BP’s Tangguh LNG Project and the Phantom Freeport Problem

Concerning the implicit comparison of the Freeport Grasberg mine and the Tangguh LNG project, we shall appoint a student group to work on this problem and report back. The practical insight in the Freeport-McMoran Grasberg situation was that the Papuans as Melanesians from a stone age culture within living memory faced off against a Western investor and (mostly Javanese) Indonesians from a modern culture, and as a result were essentially placed in the same position as nineteenth century American Indians. There was a struggle for land in which the locals were largely moved off their traditional lands to enable its exploitation by the newcomers, at the same time as Papuans largely lost their demographic majority in the overall local population through government programs encouraging inward migration from Java and other more developed areas of Indonesia. Meanwhile, viewed as a case study BP’s Tangguh project turned out differently. Why was that?

The Indonesian government adopted a somewhat paternalistic attitude towards the Papuans, while letting be known their impatience at their seeming lack of gratitude for its development efforts, especially in the Freeport case. Meanwhile, the Papuans tend to be regarded less than favorably by many ordinary Indonesians. They look different as Melanesians, they speak different languages, and are regarded as primitives not least because their customary attire may consist solely of a penis gourd (nonetheless, there are Westerners who praise them as a sophisticated culture from which we should learn, see Jared Diamond, The World Until Yesterday (2012)). There is a small but stubborn guerrilla independence movement among some Papuans, drawing heavy-handed Indonesian military responses from time to time (against separatism, but in practical terms pressuring local villagers to reveal their haunts). However, the Papuans’ biggest grievance is essentially loss of traditional lands and so their way of life (as opposed to what might be called impingement on any sense of budding Papuan nationalism).
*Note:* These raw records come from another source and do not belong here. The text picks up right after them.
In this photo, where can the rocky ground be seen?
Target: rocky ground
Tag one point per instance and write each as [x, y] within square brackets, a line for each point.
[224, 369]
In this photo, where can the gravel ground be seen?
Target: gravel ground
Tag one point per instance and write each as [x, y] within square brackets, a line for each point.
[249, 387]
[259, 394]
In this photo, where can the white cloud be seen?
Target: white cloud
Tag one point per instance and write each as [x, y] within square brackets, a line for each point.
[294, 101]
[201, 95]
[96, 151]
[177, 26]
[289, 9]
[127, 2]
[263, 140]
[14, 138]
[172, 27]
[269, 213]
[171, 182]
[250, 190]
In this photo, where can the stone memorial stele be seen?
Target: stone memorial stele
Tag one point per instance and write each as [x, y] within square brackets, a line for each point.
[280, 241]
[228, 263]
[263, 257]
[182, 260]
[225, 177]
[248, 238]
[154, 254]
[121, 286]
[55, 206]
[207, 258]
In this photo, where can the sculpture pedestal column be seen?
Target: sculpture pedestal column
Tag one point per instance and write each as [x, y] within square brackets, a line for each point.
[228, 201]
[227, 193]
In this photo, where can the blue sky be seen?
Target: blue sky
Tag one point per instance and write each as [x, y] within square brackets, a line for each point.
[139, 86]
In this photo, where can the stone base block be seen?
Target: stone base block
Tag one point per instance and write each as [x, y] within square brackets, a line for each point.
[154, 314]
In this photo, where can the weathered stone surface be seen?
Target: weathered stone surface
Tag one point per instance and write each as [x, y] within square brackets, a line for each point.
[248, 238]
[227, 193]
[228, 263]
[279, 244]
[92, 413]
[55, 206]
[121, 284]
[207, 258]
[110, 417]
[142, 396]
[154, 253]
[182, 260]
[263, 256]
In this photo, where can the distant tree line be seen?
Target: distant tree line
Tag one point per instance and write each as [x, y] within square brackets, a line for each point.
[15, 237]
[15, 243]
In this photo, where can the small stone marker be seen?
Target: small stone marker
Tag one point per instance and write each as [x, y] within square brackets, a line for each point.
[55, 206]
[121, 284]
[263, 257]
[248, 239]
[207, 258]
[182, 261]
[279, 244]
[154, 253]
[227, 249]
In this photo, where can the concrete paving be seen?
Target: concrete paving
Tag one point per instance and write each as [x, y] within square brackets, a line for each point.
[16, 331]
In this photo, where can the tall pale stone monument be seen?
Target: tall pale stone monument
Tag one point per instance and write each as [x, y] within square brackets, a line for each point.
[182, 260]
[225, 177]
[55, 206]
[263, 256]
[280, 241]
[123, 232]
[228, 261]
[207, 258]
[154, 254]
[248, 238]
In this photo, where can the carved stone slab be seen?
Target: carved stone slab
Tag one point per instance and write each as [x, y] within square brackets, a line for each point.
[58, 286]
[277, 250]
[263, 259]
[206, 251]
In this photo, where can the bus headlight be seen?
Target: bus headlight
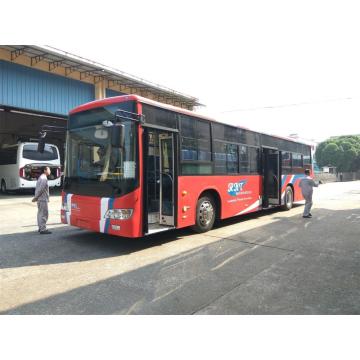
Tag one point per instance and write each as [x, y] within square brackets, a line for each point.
[119, 214]
[64, 206]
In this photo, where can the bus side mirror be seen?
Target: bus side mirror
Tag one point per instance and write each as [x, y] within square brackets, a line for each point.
[41, 143]
[118, 136]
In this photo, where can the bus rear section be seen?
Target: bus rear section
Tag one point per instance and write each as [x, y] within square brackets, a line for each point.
[21, 165]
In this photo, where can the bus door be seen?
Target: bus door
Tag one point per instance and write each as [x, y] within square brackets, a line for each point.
[159, 180]
[271, 176]
[167, 179]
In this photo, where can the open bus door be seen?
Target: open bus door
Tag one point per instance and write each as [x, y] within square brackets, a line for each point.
[159, 179]
[271, 177]
[167, 180]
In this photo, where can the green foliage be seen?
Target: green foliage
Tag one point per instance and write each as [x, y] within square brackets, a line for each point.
[342, 152]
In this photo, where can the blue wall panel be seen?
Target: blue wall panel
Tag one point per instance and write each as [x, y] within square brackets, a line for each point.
[111, 93]
[32, 89]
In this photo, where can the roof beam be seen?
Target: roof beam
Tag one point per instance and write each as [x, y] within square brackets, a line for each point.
[16, 53]
[70, 69]
[54, 64]
[85, 74]
[37, 58]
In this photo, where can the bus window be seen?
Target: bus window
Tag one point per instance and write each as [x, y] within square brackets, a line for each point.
[286, 163]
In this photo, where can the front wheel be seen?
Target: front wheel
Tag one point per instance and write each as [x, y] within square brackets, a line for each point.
[288, 199]
[205, 214]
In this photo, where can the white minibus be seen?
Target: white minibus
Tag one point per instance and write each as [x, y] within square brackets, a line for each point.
[20, 165]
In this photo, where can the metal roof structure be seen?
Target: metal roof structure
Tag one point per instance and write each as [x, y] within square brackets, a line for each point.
[86, 69]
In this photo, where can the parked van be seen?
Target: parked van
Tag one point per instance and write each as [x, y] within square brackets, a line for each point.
[20, 165]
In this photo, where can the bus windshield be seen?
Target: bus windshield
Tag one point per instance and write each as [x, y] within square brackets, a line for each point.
[94, 166]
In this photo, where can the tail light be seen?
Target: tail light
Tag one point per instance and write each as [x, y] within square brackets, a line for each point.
[22, 173]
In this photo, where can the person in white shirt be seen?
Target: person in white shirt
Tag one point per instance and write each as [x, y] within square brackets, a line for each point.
[307, 184]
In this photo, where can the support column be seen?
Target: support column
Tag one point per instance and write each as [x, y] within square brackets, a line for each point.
[100, 90]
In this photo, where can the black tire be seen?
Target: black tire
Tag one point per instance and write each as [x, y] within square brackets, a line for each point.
[288, 199]
[205, 214]
[3, 186]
So are mostly academic claims of indigenous peoples’ third generation rights under a human rights analysis recognized as a matter of state practice, and what is the legal significance of such a failure?

Tangguh is a multi-billion dollar BP project located also in Irian Jaya, Indonesia like Freeport’s Grasberg project, but it is the antithesis of Freeport Grasberg, and they recently signed contracts on expanding Tangguh from one to three LNG trains at a cost of several billion dollars.  This differential treatment is partially a factual predicate for saying that Freeport lost several billion dollars essentially because of their questionable longer term behavior leading to them being forced to divest a majority of the Grasberg project in order to secure an extension of their mining concession. As lawyers, you should be able to reverse engineer BP’s concerns that Tangguh not turn into another Freeport, and to understand the structure of the social and environmental framework to avoid another Freeport, or more generally the kinds of cases that formerly were filed regularly under the ATCA. So first reread closely BP’s efforts under the linked sources on environmental and social effects of the Tangguh LNG project, then please articulate in detail the legal basis of BP’s strategy and approach with a view to being able to replicate it elsewhere. What are its key elements, and how was it implemented?